PaliGemma prompt and system instructions

This page describes prompt formatting and system instructions for PaliGemma models. These Gemma model variants use the same general formatting as Gemma foundation models, and also support a special syntax for specific image-related tasks.

Prompt format

PaliGemma models use the same prompt formatting as the Gemma foundation models they are based on. However, PaliGemma models also support a special task syntax, which is described in the next section. For more information on Gemma prompt formatting, see Gemma prompt and system instructions.

Image and text data order

When prompting PaliGemma models with text and image data, the image data must always be provided first, and then the text prompting data after it. Reversing the order of image and text prompt data, or mixing image and text data will typically generate unusable responses.

Prompt task syntax

The PaliGemma models are trained with specific prompt patterns and syntax for tasks such as object identification and image captioning. You can use this prompt task syntax to request specific behavior from the PaliGemma models, as follows:

  • "cap {lang}\n": Very raw short caption (from WebLI-alt)
  • "caption {lang}\n": Nice, COCO-like short captions
  • "describe {lang}\n": Somewhat longer, more descriptive captions
  • "ocr": Optical character recognition
  • "answer {lang} {question}\n": Question answering about the image contents
  • "question {lang} {answer}\n": Question generation for a given answer
  • "detect {object} ; {object}\n": Locate listed objects in an image and return the bounding boxes for those objects
  • "segment {object}\n": Locate the area occupied by the object in an image to create an image segmentation for that object

The {lang} options are for language codes. PaliGemma supports language recognition for 34 different languages for task prompts with this option. You can find the list of supported languages on GitHub.

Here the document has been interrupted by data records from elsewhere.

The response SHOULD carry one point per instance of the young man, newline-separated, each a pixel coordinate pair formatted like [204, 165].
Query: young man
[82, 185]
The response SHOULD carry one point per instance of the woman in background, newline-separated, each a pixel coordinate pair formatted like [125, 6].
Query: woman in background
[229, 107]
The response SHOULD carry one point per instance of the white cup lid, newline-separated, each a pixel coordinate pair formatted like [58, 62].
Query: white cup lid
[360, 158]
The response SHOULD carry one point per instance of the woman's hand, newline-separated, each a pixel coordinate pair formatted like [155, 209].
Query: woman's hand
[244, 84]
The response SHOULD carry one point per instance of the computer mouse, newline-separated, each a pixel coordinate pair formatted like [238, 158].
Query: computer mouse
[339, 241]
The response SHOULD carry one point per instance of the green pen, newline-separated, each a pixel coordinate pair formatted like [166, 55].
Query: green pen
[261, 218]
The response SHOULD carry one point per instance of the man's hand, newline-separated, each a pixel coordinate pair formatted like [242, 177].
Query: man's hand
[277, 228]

For a detailed code examples showing how to use this syntax, see the Generate PaliGemma output with Keras tutorial.

Batched prompt commands

You can provide more than one prompt command within a single prompt as a batch of instructions. Each prompt command must end with a \n character. The following example demonstrates how to structure your prompt text to provide multiple instructions.

prompts = [
    'answer en where is the cow standing?\n',
    'answer en what color is the cow?\n',
    'describe en\n',
    'detect cow\n',
    'segment cow\n',
]
images = [cow_image, cow_image, cow_image, cow_image, cow_image]
outputs = paligemma.generate(
    inputs={
        "images": images,
        "prompts": prompts,
    }
)
for output in outputs:
    print(output)

System instructions

The PaliGemma models do not support any additional system instructions beyond the Gemma system instructions from the foundation models they are based on.